Comme disent les Chinois, dans toute crise, il y a une opportunité. Pour le groupe Volkswagen, cette crise offre une occasion de changer profondément son organisation. Il s'engage à la réformer par une plus grande décentralisation, une meilleure écoute des marchés et des marques, tout en concentrant les synergies sur les domaines où il nous faut avancer plus rapidement, comme le digital ou la compliance.
Il entend aussi induire un changement de culture. Notre nouveau management appelle à plus d'ouverture, plus de transversalité, plus d'audace et de créativité.
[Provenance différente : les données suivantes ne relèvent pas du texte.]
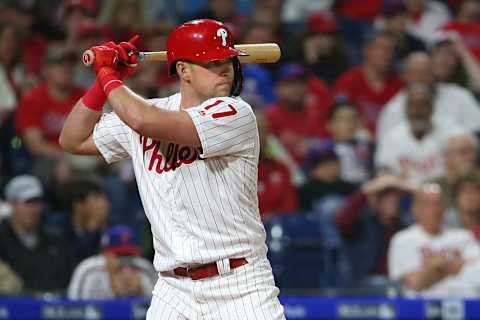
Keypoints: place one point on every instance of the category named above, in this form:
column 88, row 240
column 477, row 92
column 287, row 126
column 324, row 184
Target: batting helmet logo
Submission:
column 222, row 33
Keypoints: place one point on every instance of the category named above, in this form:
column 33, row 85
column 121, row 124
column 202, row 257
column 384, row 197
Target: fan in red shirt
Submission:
column 301, row 111
column 276, row 193
column 371, row 85
column 43, row 110
column 467, row 24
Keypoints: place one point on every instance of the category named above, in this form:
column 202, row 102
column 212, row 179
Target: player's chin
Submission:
column 223, row 90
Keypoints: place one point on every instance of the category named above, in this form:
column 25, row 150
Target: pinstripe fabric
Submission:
column 246, row 293
column 201, row 202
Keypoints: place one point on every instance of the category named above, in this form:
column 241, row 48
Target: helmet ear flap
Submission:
column 237, row 85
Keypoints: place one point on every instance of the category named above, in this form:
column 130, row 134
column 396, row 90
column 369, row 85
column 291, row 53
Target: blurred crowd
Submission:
column 368, row 130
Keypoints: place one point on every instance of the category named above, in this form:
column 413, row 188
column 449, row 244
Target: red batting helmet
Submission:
column 203, row 40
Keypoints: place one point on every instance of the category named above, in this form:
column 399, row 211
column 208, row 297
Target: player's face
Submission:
column 428, row 209
column 27, row 214
column 212, row 79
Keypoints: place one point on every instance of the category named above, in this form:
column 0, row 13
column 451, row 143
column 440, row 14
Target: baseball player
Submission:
column 195, row 156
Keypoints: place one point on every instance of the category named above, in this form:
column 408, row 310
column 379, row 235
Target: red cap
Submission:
column 201, row 40
column 87, row 5
column 322, row 21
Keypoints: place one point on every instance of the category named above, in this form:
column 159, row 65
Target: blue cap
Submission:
column 120, row 240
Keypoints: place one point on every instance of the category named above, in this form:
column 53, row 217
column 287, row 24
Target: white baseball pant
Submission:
column 244, row 293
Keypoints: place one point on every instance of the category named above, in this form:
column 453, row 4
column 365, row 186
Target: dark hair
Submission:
column 472, row 177
column 338, row 106
column 79, row 189
column 373, row 36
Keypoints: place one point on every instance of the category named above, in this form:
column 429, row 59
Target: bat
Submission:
column 257, row 53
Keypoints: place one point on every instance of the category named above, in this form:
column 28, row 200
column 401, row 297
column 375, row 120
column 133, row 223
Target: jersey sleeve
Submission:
column 112, row 138
column 225, row 126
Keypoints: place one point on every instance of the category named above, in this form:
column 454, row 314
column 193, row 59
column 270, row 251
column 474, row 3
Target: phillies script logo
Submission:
column 166, row 156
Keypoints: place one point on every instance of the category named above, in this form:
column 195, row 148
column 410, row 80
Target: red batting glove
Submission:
column 128, row 56
column 105, row 65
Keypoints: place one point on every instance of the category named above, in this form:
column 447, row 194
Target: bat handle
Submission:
column 88, row 57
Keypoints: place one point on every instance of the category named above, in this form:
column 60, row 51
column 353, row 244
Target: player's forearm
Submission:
column 38, row 146
column 149, row 121
column 472, row 68
column 77, row 130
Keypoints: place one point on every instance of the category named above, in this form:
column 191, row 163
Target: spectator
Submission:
column 351, row 143
column 430, row 261
column 323, row 172
column 118, row 272
column 448, row 97
column 466, row 195
column 12, row 82
column 367, row 220
column 10, row 70
column 460, row 156
column 301, row 110
column 370, row 85
column 452, row 62
column 276, row 193
column 356, row 19
column 413, row 149
column 393, row 18
column 324, row 52
column 295, row 12
column 122, row 19
column 88, row 213
column 87, row 35
column 225, row 11
column 73, row 14
column 21, row 14
column 43, row 260
column 10, row 282
column 43, row 110
column 257, row 81
column 425, row 18
column 465, row 22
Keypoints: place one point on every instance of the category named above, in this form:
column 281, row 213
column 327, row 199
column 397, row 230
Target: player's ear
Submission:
column 183, row 70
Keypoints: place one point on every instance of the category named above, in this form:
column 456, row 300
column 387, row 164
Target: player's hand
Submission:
column 383, row 182
column 105, row 57
column 128, row 56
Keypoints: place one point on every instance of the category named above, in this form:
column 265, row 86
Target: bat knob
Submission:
column 88, row 57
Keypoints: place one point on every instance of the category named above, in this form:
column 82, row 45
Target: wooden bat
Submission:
column 257, row 53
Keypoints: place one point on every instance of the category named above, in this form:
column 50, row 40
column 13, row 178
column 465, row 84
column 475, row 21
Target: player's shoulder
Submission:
column 230, row 102
column 171, row 102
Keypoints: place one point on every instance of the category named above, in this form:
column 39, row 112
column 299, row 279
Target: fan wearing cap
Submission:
column 301, row 111
column 42, row 111
column 42, row 260
column 323, row 50
column 195, row 156
column 118, row 272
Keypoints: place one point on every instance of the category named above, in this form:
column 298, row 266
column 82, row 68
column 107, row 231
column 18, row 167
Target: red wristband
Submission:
column 109, row 79
column 94, row 98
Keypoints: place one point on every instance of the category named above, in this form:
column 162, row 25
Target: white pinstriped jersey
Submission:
column 201, row 202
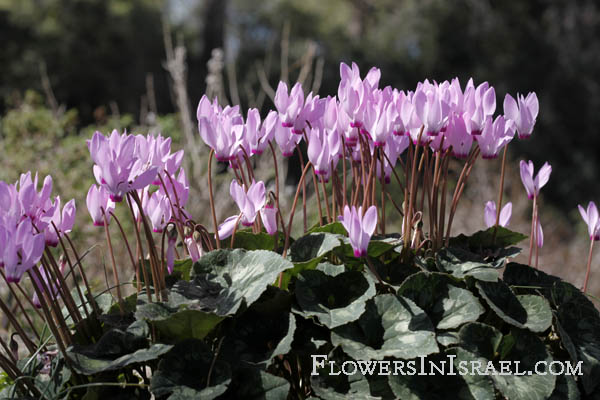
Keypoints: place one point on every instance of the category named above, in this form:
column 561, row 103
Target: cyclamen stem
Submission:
column 62, row 244
column 587, row 272
column 82, row 274
column 25, row 295
column 412, row 194
column 140, row 249
column 237, row 221
column 151, row 247
column 289, row 227
column 382, row 226
column 532, row 237
column 304, row 216
column 500, row 192
column 211, row 198
column 133, row 263
column 276, row 177
column 114, row 264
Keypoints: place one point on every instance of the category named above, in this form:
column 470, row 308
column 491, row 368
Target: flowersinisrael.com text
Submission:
column 421, row 366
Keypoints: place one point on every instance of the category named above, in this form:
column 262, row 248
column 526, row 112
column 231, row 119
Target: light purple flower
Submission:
column 98, row 199
column 268, row 215
column 590, row 216
column 158, row 210
column 171, row 242
column 480, row 105
column 524, row 114
column 250, row 203
column 494, row 137
column 490, row 214
column 118, row 167
column 533, row 186
column 22, row 250
column 64, row 221
column 177, row 191
column 458, row 137
column 428, row 107
column 193, row 243
column 289, row 105
column 539, row 235
column 360, row 228
column 322, row 149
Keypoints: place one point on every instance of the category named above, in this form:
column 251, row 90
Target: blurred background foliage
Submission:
column 69, row 67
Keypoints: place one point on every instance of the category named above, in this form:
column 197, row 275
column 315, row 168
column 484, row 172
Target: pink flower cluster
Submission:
column 449, row 117
column 126, row 163
column 29, row 221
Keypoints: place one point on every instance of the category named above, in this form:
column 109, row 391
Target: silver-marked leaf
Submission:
column 525, row 311
column 447, row 305
column 391, row 326
column 333, row 295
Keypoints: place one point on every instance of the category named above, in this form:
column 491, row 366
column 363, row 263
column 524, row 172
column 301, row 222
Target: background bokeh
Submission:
column 69, row 67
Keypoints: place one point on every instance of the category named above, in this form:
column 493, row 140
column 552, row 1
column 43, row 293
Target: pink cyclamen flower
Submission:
column 22, row 251
column 322, row 146
column 590, row 216
column 490, row 214
column 360, row 228
column 533, row 186
column 289, row 105
column 118, row 167
column 63, row 220
column 524, row 114
column 158, row 210
column 494, row 136
column 268, row 215
column 193, row 243
column 171, row 242
column 98, row 200
column 250, row 203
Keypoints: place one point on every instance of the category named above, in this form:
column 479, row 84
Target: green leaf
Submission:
column 255, row 340
column 183, row 373
column 528, row 350
column 394, row 272
column 254, row 241
column 485, row 239
column 308, row 251
column 441, row 386
column 312, row 247
column 476, row 387
column 224, row 279
column 391, row 326
column 447, row 339
column 254, row 384
column 332, row 383
column 447, row 305
column 333, row 296
column 90, row 365
column 524, row 311
column 334, row 227
column 566, row 388
column 480, row 339
column 523, row 275
column 461, row 263
column 578, row 323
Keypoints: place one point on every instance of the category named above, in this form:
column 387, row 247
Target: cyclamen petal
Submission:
column 268, row 214
column 489, row 214
column 226, row 228
column 360, row 228
column 592, row 219
column 533, row 186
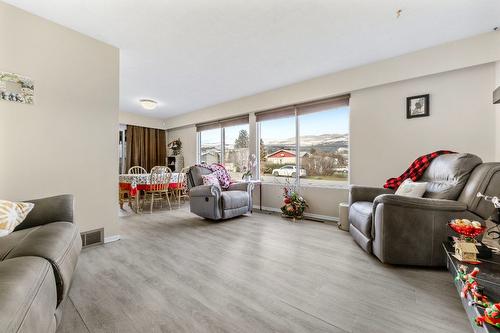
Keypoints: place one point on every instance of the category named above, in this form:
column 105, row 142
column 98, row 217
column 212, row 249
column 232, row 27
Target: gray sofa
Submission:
column 36, row 268
column 410, row 231
column 210, row 202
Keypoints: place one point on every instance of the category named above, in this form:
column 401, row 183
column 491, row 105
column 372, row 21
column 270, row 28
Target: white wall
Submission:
column 67, row 141
column 460, row 78
column 383, row 142
column 481, row 49
column 128, row 118
column 497, row 114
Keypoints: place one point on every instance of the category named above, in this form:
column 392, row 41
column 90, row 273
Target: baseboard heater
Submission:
column 92, row 237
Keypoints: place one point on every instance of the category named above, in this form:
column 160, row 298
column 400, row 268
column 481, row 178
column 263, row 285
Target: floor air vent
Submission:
column 93, row 237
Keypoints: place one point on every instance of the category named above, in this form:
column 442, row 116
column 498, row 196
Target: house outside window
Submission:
column 307, row 143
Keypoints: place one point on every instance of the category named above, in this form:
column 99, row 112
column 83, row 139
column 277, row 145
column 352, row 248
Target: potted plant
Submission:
column 176, row 147
column 293, row 203
column 252, row 162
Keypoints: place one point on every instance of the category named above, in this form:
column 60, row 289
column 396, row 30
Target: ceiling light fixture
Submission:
column 148, row 104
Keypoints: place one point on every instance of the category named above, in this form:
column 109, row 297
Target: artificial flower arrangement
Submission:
column 293, row 203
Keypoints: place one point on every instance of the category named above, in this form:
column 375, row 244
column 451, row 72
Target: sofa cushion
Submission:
column 234, row 199
column 57, row 242
column 195, row 174
column 28, row 295
column 10, row 241
column 360, row 216
column 12, row 214
column 447, row 175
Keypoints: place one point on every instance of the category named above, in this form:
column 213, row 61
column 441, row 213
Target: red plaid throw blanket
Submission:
column 416, row 169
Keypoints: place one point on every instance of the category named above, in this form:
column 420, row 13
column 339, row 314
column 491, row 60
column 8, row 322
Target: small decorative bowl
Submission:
column 467, row 230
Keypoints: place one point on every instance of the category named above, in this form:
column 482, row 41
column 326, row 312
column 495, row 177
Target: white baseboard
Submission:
column 307, row 215
column 112, row 238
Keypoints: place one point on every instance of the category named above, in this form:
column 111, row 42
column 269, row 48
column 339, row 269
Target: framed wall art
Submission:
column 417, row 106
column 16, row 88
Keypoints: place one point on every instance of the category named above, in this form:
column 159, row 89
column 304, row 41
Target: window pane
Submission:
column 210, row 148
column 236, row 150
column 277, row 149
column 324, row 147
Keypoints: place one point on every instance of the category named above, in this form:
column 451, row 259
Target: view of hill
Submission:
column 323, row 142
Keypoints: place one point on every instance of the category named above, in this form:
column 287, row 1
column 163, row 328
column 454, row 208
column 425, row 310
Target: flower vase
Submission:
column 179, row 163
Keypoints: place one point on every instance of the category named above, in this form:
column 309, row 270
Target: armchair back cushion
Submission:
column 485, row 179
column 447, row 175
column 195, row 174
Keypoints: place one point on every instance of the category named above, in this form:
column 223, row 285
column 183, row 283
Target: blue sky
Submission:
column 336, row 122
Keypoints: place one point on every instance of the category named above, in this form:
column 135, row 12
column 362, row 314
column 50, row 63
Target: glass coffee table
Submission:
column 488, row 278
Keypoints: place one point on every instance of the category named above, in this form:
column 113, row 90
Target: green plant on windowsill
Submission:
column 293, row 203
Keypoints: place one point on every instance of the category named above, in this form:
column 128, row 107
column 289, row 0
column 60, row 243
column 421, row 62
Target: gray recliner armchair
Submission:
column 210, row 202
column 410, row 231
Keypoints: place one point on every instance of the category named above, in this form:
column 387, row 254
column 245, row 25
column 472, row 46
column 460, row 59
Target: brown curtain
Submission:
column 146, row 147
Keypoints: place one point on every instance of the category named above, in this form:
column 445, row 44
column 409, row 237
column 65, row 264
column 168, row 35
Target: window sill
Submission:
column 326, row 186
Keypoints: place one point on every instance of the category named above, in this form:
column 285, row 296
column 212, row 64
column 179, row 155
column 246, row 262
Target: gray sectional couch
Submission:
column 410, row 231
column 37, row 264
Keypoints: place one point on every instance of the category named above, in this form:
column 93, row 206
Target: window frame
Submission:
column 297, row 159
column 222, row 143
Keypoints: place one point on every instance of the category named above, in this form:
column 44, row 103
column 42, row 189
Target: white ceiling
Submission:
column 189, row 54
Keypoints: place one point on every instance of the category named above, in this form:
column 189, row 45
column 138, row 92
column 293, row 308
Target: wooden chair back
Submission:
column 159, row 179
column 137, row 170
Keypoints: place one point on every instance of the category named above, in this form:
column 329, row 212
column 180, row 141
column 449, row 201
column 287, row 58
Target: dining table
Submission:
column 134, row 183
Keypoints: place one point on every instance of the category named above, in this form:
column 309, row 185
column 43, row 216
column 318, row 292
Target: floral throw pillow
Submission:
column 211, row 179
column 12, row 214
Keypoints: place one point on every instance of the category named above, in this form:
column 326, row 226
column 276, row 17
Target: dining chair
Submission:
column 158, row 186
column 136, row 170
column 180, row 190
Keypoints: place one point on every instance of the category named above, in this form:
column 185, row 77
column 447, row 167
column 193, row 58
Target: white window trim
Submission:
column 297, row 159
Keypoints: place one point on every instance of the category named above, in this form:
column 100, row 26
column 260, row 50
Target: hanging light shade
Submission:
column 148, row 104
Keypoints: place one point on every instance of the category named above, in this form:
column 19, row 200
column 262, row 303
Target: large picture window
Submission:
column 236, row 150
column 308, row 143
column 324, row 146
column 210, row 146
column 277, row 148
column 225, row 142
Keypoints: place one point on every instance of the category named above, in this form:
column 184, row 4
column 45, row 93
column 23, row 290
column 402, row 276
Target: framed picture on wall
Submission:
column 417, row 106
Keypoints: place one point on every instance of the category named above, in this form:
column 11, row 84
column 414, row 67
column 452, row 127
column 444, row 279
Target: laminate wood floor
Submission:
column 175, row 272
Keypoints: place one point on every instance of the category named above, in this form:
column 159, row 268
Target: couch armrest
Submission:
column 48, row 210
column 204, row 191
column 420, row 203
column 410, row 231
column 366, row 193
column 241, row 186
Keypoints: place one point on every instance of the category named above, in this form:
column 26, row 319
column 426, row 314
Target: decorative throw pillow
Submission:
column 12, row 214
column 211, row 179
column 409, row 188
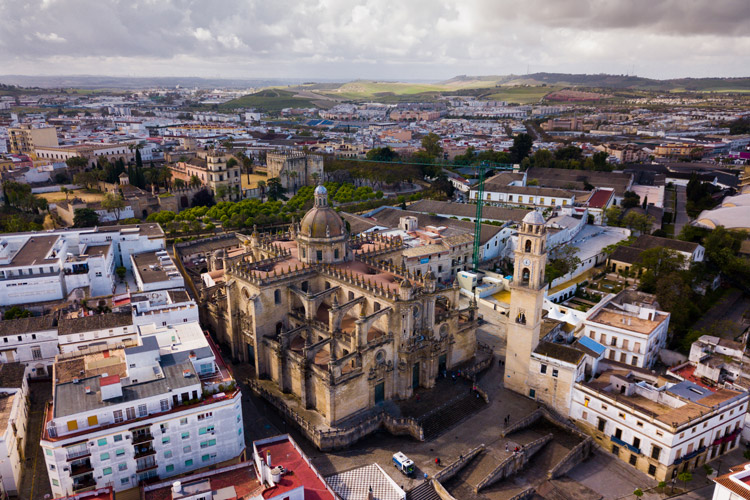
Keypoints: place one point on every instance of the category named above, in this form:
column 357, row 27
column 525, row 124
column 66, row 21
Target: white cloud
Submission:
column 387, row 39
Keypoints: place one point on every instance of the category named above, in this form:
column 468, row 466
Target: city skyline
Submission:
column 373, row 40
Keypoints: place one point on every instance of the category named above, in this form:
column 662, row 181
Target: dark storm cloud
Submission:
column 375, row 38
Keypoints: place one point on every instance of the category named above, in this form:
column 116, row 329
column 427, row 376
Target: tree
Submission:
column 221, row 192
column 657, row 263
column 639, row 222
column 522, row 144
column 16, row 312
column 613, row 215
column 85, row 217
column 562, row 261
column 382, row 154
column 431, row 145
column 113, row 203
column 120, row 272
column 203, row 198
column 685, row 477
column 275, row 189
column 262, row 187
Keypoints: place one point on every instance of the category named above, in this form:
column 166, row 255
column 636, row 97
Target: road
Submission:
column 681, row 217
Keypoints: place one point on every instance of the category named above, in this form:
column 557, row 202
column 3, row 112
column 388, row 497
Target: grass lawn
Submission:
column 254, row 178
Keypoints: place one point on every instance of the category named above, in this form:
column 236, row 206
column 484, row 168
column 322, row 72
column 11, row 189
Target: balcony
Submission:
column 82, row 467
column 142, row 437
column 84, row 484
column 626, row 445
column 144, row 451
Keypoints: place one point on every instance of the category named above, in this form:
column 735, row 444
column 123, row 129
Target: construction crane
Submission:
column 481, row 169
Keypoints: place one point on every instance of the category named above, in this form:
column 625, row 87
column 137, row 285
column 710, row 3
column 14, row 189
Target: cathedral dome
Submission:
column 533, row 218
column 322, row 222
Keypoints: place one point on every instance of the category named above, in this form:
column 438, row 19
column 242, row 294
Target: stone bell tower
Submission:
column 526, row 300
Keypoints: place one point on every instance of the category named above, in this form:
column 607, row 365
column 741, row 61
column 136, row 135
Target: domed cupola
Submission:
column 322, row 236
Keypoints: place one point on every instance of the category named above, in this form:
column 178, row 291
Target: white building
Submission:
column 163, row 307
column 40, row 267
column 659, row 427
column 96, row 331
column 123, row 415
column 156, row 271
column 631, row 326
column 14, row 393
column 31, row 342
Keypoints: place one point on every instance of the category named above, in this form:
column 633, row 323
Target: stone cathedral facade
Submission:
column 337, row 321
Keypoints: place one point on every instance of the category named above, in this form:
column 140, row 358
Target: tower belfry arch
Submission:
column 526, row 300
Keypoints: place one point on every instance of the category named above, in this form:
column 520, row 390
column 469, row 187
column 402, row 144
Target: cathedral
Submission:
column 336, row 320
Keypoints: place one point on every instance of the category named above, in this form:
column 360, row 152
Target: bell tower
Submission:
column 526, row 300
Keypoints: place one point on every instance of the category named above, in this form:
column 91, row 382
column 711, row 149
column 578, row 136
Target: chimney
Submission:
column 111, row 387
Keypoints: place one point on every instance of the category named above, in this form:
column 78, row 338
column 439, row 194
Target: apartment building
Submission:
column 96, row 331
column 92, row 152
column 40, row 267
column 631, row 327
column 32, row 342
column 210, row 167
column 14, row 417
column 659, row 427
column 25, row 138
column 119, row 416
column 163, row 307
column 156, row 271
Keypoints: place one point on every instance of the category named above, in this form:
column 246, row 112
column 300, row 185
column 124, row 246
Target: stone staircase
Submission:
column 424, row 491
column 441, row 420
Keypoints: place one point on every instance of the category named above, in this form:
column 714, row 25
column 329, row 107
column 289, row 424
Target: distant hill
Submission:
column 603, row 81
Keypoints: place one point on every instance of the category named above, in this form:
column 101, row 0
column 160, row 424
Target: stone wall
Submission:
column 452, row 469
column 513, row 463
column 573, row 458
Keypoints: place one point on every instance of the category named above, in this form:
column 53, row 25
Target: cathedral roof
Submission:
column 534, row 218
column 322, row 222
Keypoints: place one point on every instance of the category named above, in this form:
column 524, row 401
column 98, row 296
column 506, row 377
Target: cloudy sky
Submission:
column 374, row 39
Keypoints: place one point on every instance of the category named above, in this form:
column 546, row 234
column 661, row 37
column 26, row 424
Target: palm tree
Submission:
column 262, row 187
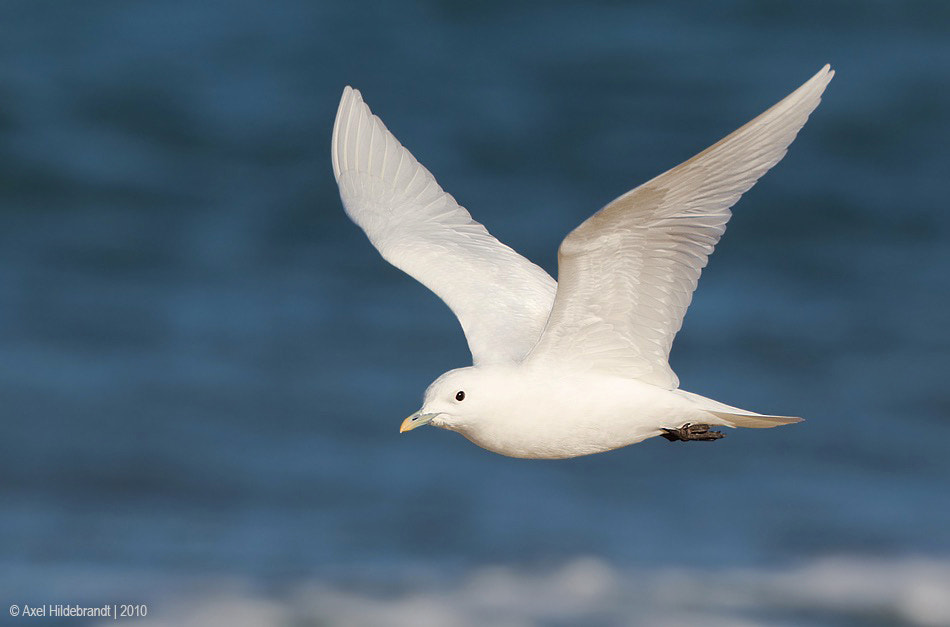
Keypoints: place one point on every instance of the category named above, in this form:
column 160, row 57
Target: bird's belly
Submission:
column 561, row 435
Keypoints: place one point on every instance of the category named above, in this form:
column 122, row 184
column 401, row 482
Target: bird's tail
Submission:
column 735, row 417
column 753, row 420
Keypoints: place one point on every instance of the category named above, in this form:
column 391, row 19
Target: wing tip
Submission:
column 349, row 99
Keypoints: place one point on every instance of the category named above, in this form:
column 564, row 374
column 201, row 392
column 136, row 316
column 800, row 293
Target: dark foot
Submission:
column 691, row 432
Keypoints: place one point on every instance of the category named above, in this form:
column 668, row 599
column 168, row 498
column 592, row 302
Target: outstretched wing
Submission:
column 627, row 274
column 501, row 299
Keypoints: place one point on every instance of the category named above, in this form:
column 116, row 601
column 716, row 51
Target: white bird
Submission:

Enfin, le groupe a décidé d'accélérer sa stratégie, qui reste concentrée sur le développement durable. À ma connaissance, Volkswagen est le seul constructeur à s'être engagé formellement sur l'objectif fixé par la Commission européenne d'émissions de CO2 de 95 grammes au kilomètre en 2021. Nous comptons l'atteindre dès 2020. De la même manière, alors que l'objectif était de 132 grammes pour 2015, nous avons confirmé que nous nous étions fixé 120 grammes, et la crise n'a pas affecté notre détermination.
Le groupe investit dans tous les domaines de l'électro-mobilité, l'optimisation des performances des émissions des moteurs thermiques, l'offre de véhicules électriques, hybrides mais également hybrides rechargeables. Nous avons également, même si elle est peu développée en France, une offre de gaz naturel de ville, intéressant certaines administrations. Nous sommes le seul groupe à avoir en France une offre de biocarburant. La France est le premier producteur mondial de betteraves et nous avons publié la semaine dernière un communiqué concernant la Golf bioéthanol. Ajoutons à ces offres les prototypes roulant avec une pile à combustible, technologie appelée à davantage se développer sur le long terme.
Malgré la crise qu'il traverse, le groupe Volkswagen a décidé d'augmenter ses investissements au titre de l'électromobilité, à hauteur de 100 millions d'euros.
Il a investi dans une plateforme dédiée aux véhicules électriques pour l'ensemble de ses marques : à l'horizon 2020, son offre couvrira vingt modèles électriques ou hybrides.
Il ne s'agit pas de science-fiction. Prenons l'exemple de la Golf, modèle mythique chez nous : c'est le seul véhicule en France à pouvoir fonctionner avec toutes les énergies alternatives existantes – version électrique, version hybride rechargeable, version bioéthanol, version GNV. J'insiste aussi sur le fait que nos deux modèles équipés de technologies hybrides rechargeables, l'Audi A3 e-tron et la Golf GTE, représentent 50 % des véhicules hybrides rechargeables vendus en France.
En guise de conclusion, je dirai que l'enseignement majeur que nous tirons de cette crise est qu'il existe un consensus dans la société pour passer du système de mesure des émissions de NOx en laboratoire, qui permettait depuis plus de quarante ans une comparaison entre constructeurs, à un système de mesure en situation réelle, sur route, permettant de vérifier la conformité à des normes environnementales toujours plus exigeantes.
Le groupe est prêt à s'engager dans ce processus et soutient la réglementation Real Driving Emissions (RDE) mise en place récemment en place par la Commission européenne.
Le transparent que je vais vous présenter le prouve. Il porte sur l'écart des émissions de NOx–Euro 6 mesurées en conditions réelles et en banc d'essai. Le graphique croise en abscisse les modèles de différents constructeurs et en ordonnée l'écart mesuré de 1 à 18. La ligne verte indique ce que pourrait être en 2017 la norme dans l'esprit du nouveau règlement, soit 110 % de 80 mg. Quelques-uns de nos modèles la dépassent mais la plupart s'y conforme. Vous constaterez que le meilleur modèle de tout le panel est issu de notre groupe : le Volkswagen Sharan.